Open AI hasn't publicly acknowledged it is working on selling ads, but it is testing different
types of ads, including those related to online shopping, according to a person with knowledge of its
plans. Millions of people already use ChatGPT to search for products to buy. Altman said the
code read surge to improve ChatGPT meant OpenAI would also delay progress with other products such as
AI agents, which aim to automate tasks related to shopping and health and Pulse.
which generates personalized reports for chat chbt users to read each morning.
He didn't specify what was going wrong with chat GPT,
but Google said this fall that its Gemini chatbot had gained ground in terms of usage.
Altman recently warned employees privately that Google's AI resurgence could cause temporary economic headwinds for OpenAI.

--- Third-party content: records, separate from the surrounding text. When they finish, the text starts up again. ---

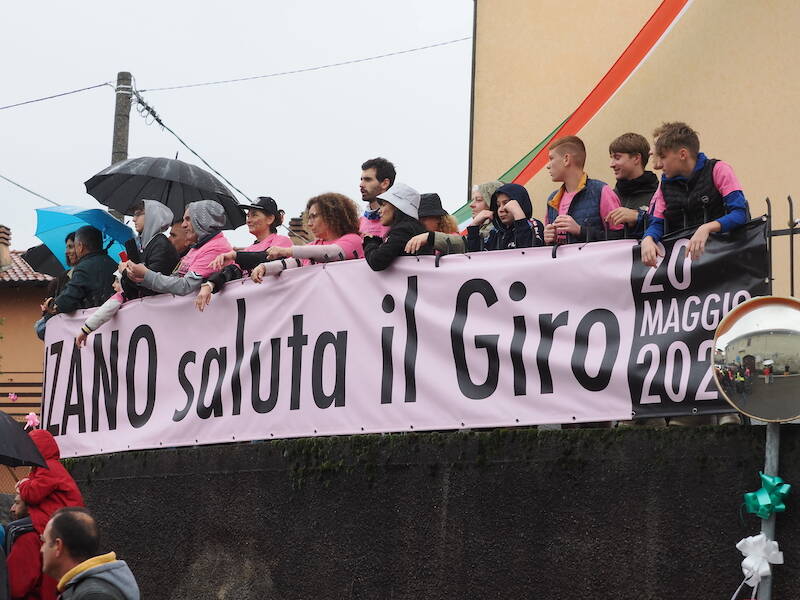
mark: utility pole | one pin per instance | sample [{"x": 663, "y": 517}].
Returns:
[{"x": 122, "y": 110}]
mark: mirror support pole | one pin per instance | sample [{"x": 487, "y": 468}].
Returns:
[{"x": 771, "y": 458}]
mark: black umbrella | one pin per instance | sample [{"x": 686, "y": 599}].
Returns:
[
  {"x": 16, "y": 446},
  {"x": 42, "y": 260},
  {"x": 167, "y": 180}
]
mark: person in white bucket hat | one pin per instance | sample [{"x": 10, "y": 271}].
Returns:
[{"x": 399, "y": 210}]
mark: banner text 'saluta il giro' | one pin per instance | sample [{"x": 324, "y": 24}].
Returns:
[{"x": 483, "y": 340}]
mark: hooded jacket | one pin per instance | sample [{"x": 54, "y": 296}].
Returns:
[
  {"x": 99, "y": 577},
  {"x": 151, "y": 248},
  {"x": 208, "y": 219},
  {"x": 47, "y": 490},
  {"x": 380, "y": 254},
  {"x": 90, "y": 284},
  {"x": 523, "y": 233}
]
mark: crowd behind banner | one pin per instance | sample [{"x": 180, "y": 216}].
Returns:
[{"x": 695, "y": 193}]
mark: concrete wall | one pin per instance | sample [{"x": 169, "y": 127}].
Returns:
[{"x": 629, "y": 514}]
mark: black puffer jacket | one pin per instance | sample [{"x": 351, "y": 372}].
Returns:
[
  {"x": 90, "y": 285},
  {"x": 523, "y": 233},
  {"x": 160, "y": 256},
  {"x": 380, "y": 254}
]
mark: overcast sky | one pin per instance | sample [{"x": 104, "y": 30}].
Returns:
[{"x": 290, "y": 137}]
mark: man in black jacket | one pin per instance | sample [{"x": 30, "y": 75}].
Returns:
[
  {"x": 92, "y": 276},
  {"x": 70, "y": 547},
  {"x": 635, "y": 187}
]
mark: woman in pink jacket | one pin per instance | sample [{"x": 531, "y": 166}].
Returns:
[
  {"x": 203, "y": 222},
  {"x": 333, "y": 219}
]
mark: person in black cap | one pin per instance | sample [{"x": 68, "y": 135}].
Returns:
[
  {"x": 442, "y": 230},
  {"x": 263, "y": 219}
]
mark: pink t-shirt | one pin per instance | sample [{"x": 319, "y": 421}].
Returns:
[
  {"x": 273, "y": 239},
  {"x": 608, "y": 202},
  {"x": 350, "y": 243},
  {"x": 199, "y": 259},
  {"x": 372, "y": 227},
  {"x": 725, "y": 181}
]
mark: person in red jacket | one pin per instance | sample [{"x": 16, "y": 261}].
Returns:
[
  {"x": 24, "y": 562},
  {"x": 47, "y": 490}
]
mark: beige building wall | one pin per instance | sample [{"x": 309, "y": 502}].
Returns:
[{"x": 728, "y": 67}]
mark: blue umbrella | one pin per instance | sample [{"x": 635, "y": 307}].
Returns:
[{"x": 53, "y": 225}]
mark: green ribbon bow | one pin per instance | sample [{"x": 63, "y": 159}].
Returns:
[{"x": 768, "y": 499}]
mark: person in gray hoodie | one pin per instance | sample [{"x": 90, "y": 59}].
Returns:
[
  {"x": 70, "y": 547},
  {"x": 510, "y": 212},
  {"x": 150, "y": 247},
  {"x": 203, "y": 222}
]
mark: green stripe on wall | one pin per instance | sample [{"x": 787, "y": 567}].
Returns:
[{"x": 464, "y": 213}]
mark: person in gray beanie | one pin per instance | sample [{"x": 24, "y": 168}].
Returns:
[
  {"x": 399, "y": 210},
  {"x": 203, "y": 222}
]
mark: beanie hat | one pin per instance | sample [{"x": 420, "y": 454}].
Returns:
[
  {"x": 404, "y": 198},
  {"x": 207, "y": 217}
]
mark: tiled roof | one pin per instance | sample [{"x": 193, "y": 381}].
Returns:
[{"x": 21, "y": 273}]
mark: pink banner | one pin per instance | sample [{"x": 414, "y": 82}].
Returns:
[{"x": 481, "y": 340}]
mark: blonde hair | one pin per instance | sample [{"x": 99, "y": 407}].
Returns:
[
  {"x": 572, "y": 145},
  {"x": 447, "y": 224}
]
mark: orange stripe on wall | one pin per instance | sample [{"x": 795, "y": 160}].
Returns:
[{"x": 644, "y": 41}]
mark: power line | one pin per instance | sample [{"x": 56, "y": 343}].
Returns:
[
  {"x": 19, "y": 185},
  {"x": 91, "y": 87},
  {"x": 308, "y": 69},
  {"x": 145, "y": 109}
]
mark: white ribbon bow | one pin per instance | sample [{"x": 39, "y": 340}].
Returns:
[{"x": 759, "y": 553}]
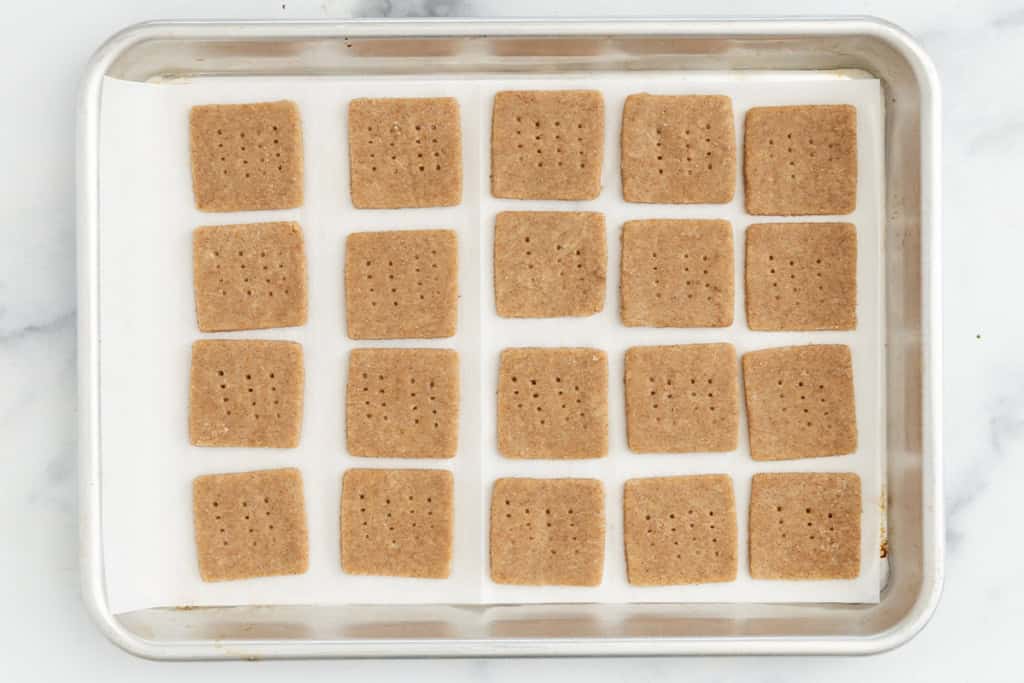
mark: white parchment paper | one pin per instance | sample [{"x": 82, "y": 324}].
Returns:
[{"x": 146, "y": 324}]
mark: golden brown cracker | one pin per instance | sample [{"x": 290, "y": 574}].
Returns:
[
  {"x": 402, "y": 402},
  {"x": 396, "y": 522},
  {"x": 682, "y": 398},
  {"x": 680, "y": 529},
  {"x": 800, "y": 401},
  {"x": 246, "y": 157},
  {"x": 677, "y": 273},
  {"x": 805, "y": 525},
  {"x": 401, "y": 284},
  {"x": 547, "y": 144},
  {"x": 404, "y": 153},
  {"x": 249, "y": 276},
  {"x": 547, "y": 531},
  {"x": 250, "y": 524},
  {"x": 553, "y": 402},
  {"x": 678, "y": 150},
  {"x": 549, "y": 263},
  {"x": 246, "y": 393},
  {"x": 801, "y": 161}
]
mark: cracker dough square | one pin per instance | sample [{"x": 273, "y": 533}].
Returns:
[
  {"x": 402, "y": 402},
  {"x": 677, "y": 273},
  {"x": 802, "y": 276},
  {"x": 401, "y": 284},
  {"x": 404, "y": 153},
  {"x": 396, "y": 522},
  {"x": 547, "y": 144},
  {"x": 246, "y": 393},
  {"x": 246, "y": 157},
  {"x": 805, "y": 525},
  {"x": 549, "y": 263},
  {"x": 250, "y": 524},
  {"x": 801, "y": 161},
  {"x": 678, "y": 150},
  {"x": 547, "y": 531},
  {"x": 553, "y": 403},
  {"x": 800, "y": 401},
  {"x": 680, "y": 529},
  {"x": 249, "y": 276},
  {"x": 682, "y": 398}
]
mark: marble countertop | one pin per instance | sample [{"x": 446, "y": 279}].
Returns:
[{"x": 46, "y": 634}]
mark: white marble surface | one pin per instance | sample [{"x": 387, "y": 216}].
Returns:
[{"x": 45, "y": 633}]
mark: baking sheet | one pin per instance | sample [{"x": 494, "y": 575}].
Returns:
[{"x": 146, "y": 324}]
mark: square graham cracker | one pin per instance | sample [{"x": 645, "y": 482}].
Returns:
[
  {"x": 246, "y": 393},
  {"x": 680, "y": 529},
  {"x": 547, "y": 144},
  {"x": 801, "y": 161},
  {"x": 547, "y": 531},
  {"x": 678, "y": 150},
  {"x": 677, "y": 273},
  {"x": 805, "y": 525},
  {"x": 246, "y": 157},
  {"x": 401, "y": 284},
  {"x": 553, "y": 403},
  {"x": 549, "y": 263},
  {"x": 396, "y": 522},
  {"x": 682, "y": 398},
  {"x": 800, "y": 401},
  {"x": 249, "y": 276},
  {"x": 802, "y": 276},
  {"x": 404, "y": 153},
  {"x": 402, "y": 402},
  {"x": 250, "y": 524}
]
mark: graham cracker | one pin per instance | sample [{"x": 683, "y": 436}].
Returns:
[
  {"x": 549, "y": 263},
  {"x": 680, "y": 529},
  {"x": 402, "y": 402},
  {"x": 250, "y": 524},
  {"x": 396, "y": 522},
  {"x": 801, "y": 161},
  {"x": 802, "y": 276},
  {"x": 678, "y": 150},
  {"x": 800, "y": 401},
  {"x": 547, "y": 531},
  {"x": 246, "y": 393},
  {"x": 249, "y": 276},
  {"x": 677, "y": 273},
  {"x": 553, "y": 403},
  {"x": 805, "y": 525},
  {"x": 404, "y": 153},
  {"x": 682, "y": 398},
  {"x": 401, "y": 284},
  {"x": 547, "y": 144},
  {"x": 246, "y": 157}
]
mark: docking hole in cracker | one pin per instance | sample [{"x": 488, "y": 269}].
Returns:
[
  {"x": 547, "y": 531},
  {"x": 249, "y": 276},
  {"x": 401, "y": 284},
  {"x": 402, "y": 402},
  {"x": 549, "y": 263},
  {"x": 246, "y": 393},
  {"x": 800, "y": 401},
  {"x": 246, "y": 157},
  {"x": 547, "y": 144},
  {"x": 682, "y": 398},
  {"x": 678, "y": 150},
  {"x": 805, "y": 525},
  {"x": 396, "y": 522},
  {"x": 680, "y": 529},
  {"x": 250, "y": 524},
  {"x": 404, "y": 153},
  {"x": 553, "y": 403}
]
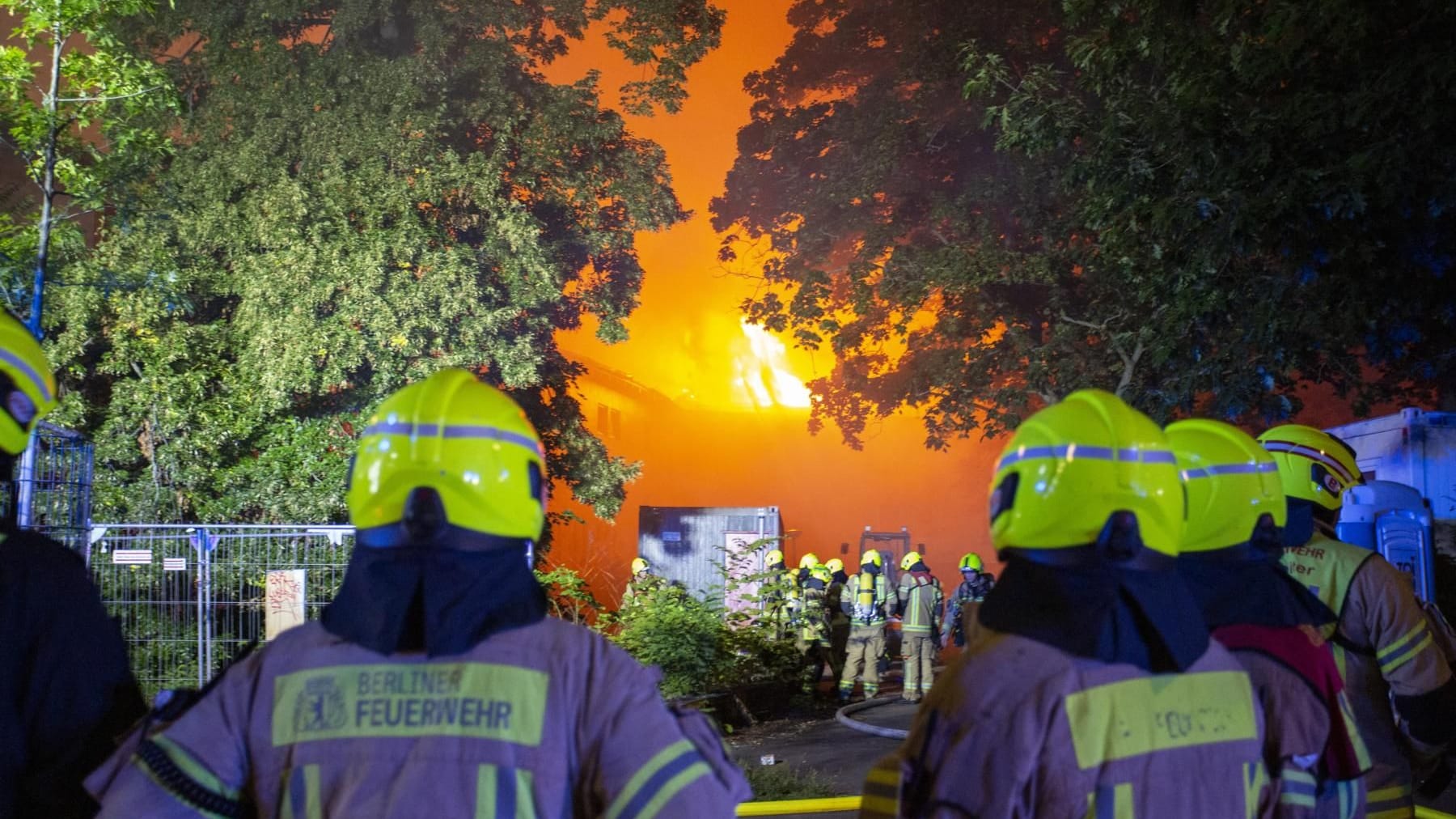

In a call with OpenAI investors last month, CFO Sarah Fryer alluded to a slowdown in chat GPT growth,
though it wasn't clear what growth metric she was referring to,
according to a person with knowledge of her remarks.
OpenAI's Code Red represents a role reversal from three years ago when Google began its own code red to respond to the threat ChatGPT posed to Google's search.
Google later launched its Gemini chatbot, which still lags OpenAI in terms of user numbers, but there are signs it may be catching up.
Google said in October that Gemini has 650 million monthly active users up from 450 million monthly active users in July, though it's still a far cry from the user figures OpenAI has disclosed for ChatGPT, end quote.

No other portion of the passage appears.